Although I deeply admire the author’s conviction (and prescience, since these beliefs were published in 1998) it seems flawed to equate the operations performed by a human brain with simple ‘ops’ (such as floating-point operations) that happen inside a computer. (I think this is the basic point that Roger Penrose made when he hypothesized that quantum mechanics plays an important role in the development of human consciousness inside the brain.)
This is all worsened by the fact that the systems that ended up getting us closest to superintelligence are called neural networks, which is simultaneously an excellent name and a dreadful misnomer. They’re systems of interconnected dynamically-updatable components, but they’re also not related to biological neurons in any way.
Anyway, we spent a long time making these types of biological analogies, and they didn’t get us far. What worked was at best very loosely inspired by the functionality of the human brain, machine learning and neural networks:
Digital Candidates for Superintelligence
Since 2011 (around when AlexNet was introduced) every year has gotten us closer to building Jarvis or C-3PO. We developed better machine learning and neural networks, got good at training them to mimic human text, and now we’re making steady progress on incentivizing them to grow smarter than humans in some areas. This is really exceptional progress.
As mentioned, the best systems that we have right now are already very useful. They know how to code, give directions, and write recipes. They’re decent therapists and life coaches. They’re coming around in the creativity department, too, and writing better prose and poetry each year.
One might expect, then, that we as a field have several candidate systems for superintelligent AI. Perhaps we have a really good video simulator, a few companies have embodied continually-learning robots, and there’s a speech system out there that also exhibits Jarvis-like capabilities.
But this turns out not to be the case. There is only one existing technology that’s close to Jarvis: large language models. We haven’t built models that get smarter by exploring the world or watching lots of movies. We’ve only built models that get smarter by reading lots of text (say, all the words on the Internet) and then marginally smarter after doing a few thousand math problems.
All we have is language models.





Hi Jack!
Enjoyed your appearance on my favorite podcast, ODD LOTS!!!
I wanted to ask you about a couple things here-
My understanding is that AI is comprised of many things, including ML, DL, NLP, LLMs (I understand some of those are subsets of others).
LLMs clearly have caught the public’s imagination more than, let’s say, ML methods for early detection of breast cancer…

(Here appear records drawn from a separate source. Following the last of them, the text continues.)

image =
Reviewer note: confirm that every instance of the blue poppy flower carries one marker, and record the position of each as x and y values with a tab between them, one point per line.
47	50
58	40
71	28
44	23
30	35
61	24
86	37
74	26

But my (admittedly much less educated) take is that all of ML and DL is important.
I also was disappointed the more I tested LLMs for things like novel idea generation (in my case as a comedian, I was trying to get it to help me write jokes, and as a digital marketer, to come up with marketing ideas).
Because LLMs act as a normalization machine based on the relationship between things as they are, creativity seems to be more difficult for them. They’re more likely to give you the same “creative” things, that their training told you were creative. Or tired old dad jokes.
I did a tiny bit of research toward discovering how relationships are scored, and if there were a way to do the inverse, which might get us closer to a bisociation type of creativity. Or discover what the 30, 35, or 90 degree angle from a relationship might be. I’ve actually prompted LLMs with polar ideas and asked them for 90-degree “left hand turn” ideas, with some success. But I know it’s not coming from a quantifed place.
I was excited about agents in the sense of multi-agent, LLM-coordinated tools that would also use python, RAG, whatever… and I am currently most impressed by perplexity’s eagerness to write and run python code to answer my questions.
In any case, that’s why I think the evolution of AI is limited by the nature of LLM, and perhaps transformers and matrices more specifically.
Where do you see all this going more at that level of detail?
Thanks!
All we have is language! Language as the OS for collective human ambition. Enjoyed reading your post, thanks.